He picked up the picture again before continuing, already feeling bad about breaking it. She fixed it and put it back in place, hoping that it would feel more like he was talking to him. “Andromeda Tonks. Let me tell you something, that woman is strong. And she understood. She lost Sirius and her husband and Tonks and Lupin and even that terrible sister of hers and it was the first time I felt that the advice was coming from someone who had been through the same thing as me.”

He didn’t feel any better, but he couldn’t stop. Even if everything sucked just as bad afterwards, he had nothing to lose.

“She told me the worst day was one morning that she woke up and she didn’t remember her husband’s laugh. She told me she went crazy because for a long while, when her family had disowned her because she fell in love and everything seemed to get worse, all that kept her going was his laugh, the only thing that made her believe that maybe there is hope,” he said and his voice broke at the last word and he brought his dirty hand to his face to realize he was crying. He put his fingers back into the grass and continued.

“She had promised herself that she would never forget him, or any of the people she has lost and yet every morning she wakes up and realizes something else is missing and even though she has come to terms with the fact that it’s inevitable and one day the memory of their presence will be something hard to remember, she keeps pictures of them all around the house.”

His breathing was getting faster and unsteady and more tears were streaming down his face, yet he hadn’t moved an inch, his fingers gripping right on the grass as if it was the only thing keeping him on the ground.

“Do you know why I’m telling you all this?” he asked and there was no one around to answer, especially not Fred. “Because I catch myself wishing I was in her place. Wishing that every morning another part of you would be gone because that would mean that maybe one day I would forget the pain too,” he sobbed and wiped his tears on his sleeves as more took their place.

“But I will never be able to do that. Because I look in the mirror and you are right there staring back at me and every time I speak it’s like hearing you and some days I am really tempted to dye my hair blond or blue or green to stop looking like you and only eat ice for a week to screw up my voice and make it stop sounding like yours,” he yelled and he knew he was sounding at a piece of rock among more pieces of rock that would never be able to truly represent and fill the void of the names carved on them, but the weight was slightly lifted.

“But I still wouldn’t forget you because our eyes would still be the same. Sometimes I’m just so jealous of Teddy who can change everything on him and be someone entirely different. Although I’m sure once he grows up and learns to control it, he will choose to look like the perfect combination of Tonks and Remus.”

It was getting harder to shout, his throat sore after all the yelling, so he inevitably got quieter. The absence of volume in his voice reflected on him as well, as he suddenly felt much more tired and heavy.

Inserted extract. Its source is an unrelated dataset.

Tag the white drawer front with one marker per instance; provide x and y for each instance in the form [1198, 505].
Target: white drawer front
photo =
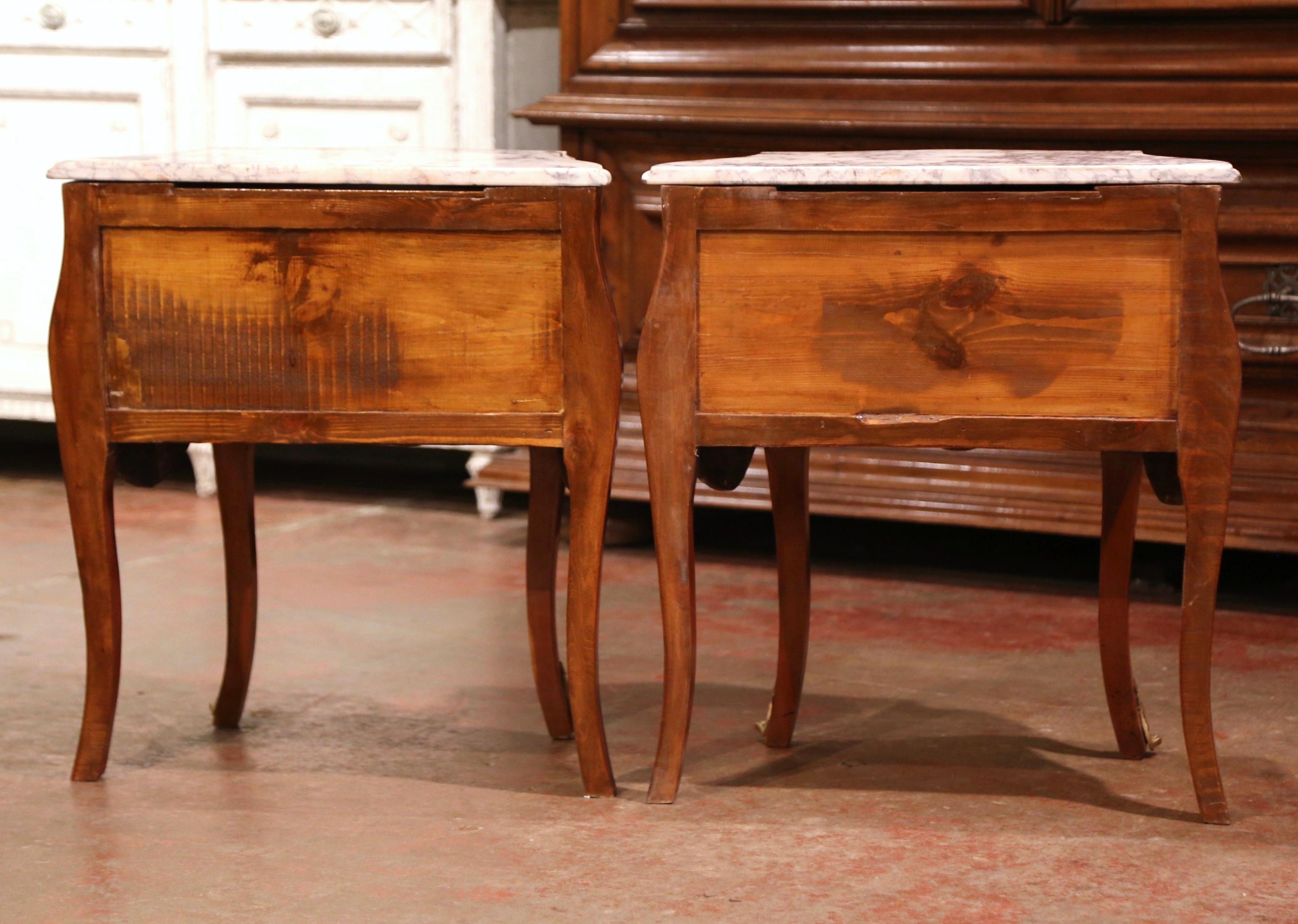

“And he will have every right to, because his parents were great and should be remembered. And you should be remembered too and no matter how much I shout at your grave, it is going to happen. Because that’s what people do, Freddie. We lose someone and whatever part of the universe was filled with them is suddenly filled with pain, so we cling onto that pain because the alternative would be to let that part of the universe fade and no one can ever do that. I’m not even making sense right now,” he said and in one quick movement he was one his feet and stepping backwards, his eyes fixed on his brother’s picture.

His clothes were slightly green from the grass and his hands were full of dirt and his face was stained with tears and a part of him wanted to run and never come back, but how could he? Instead he gave one last look to the place he sat and with five last words he apparated right into his room in the Burrow.

“See you in the mirror.”


End file.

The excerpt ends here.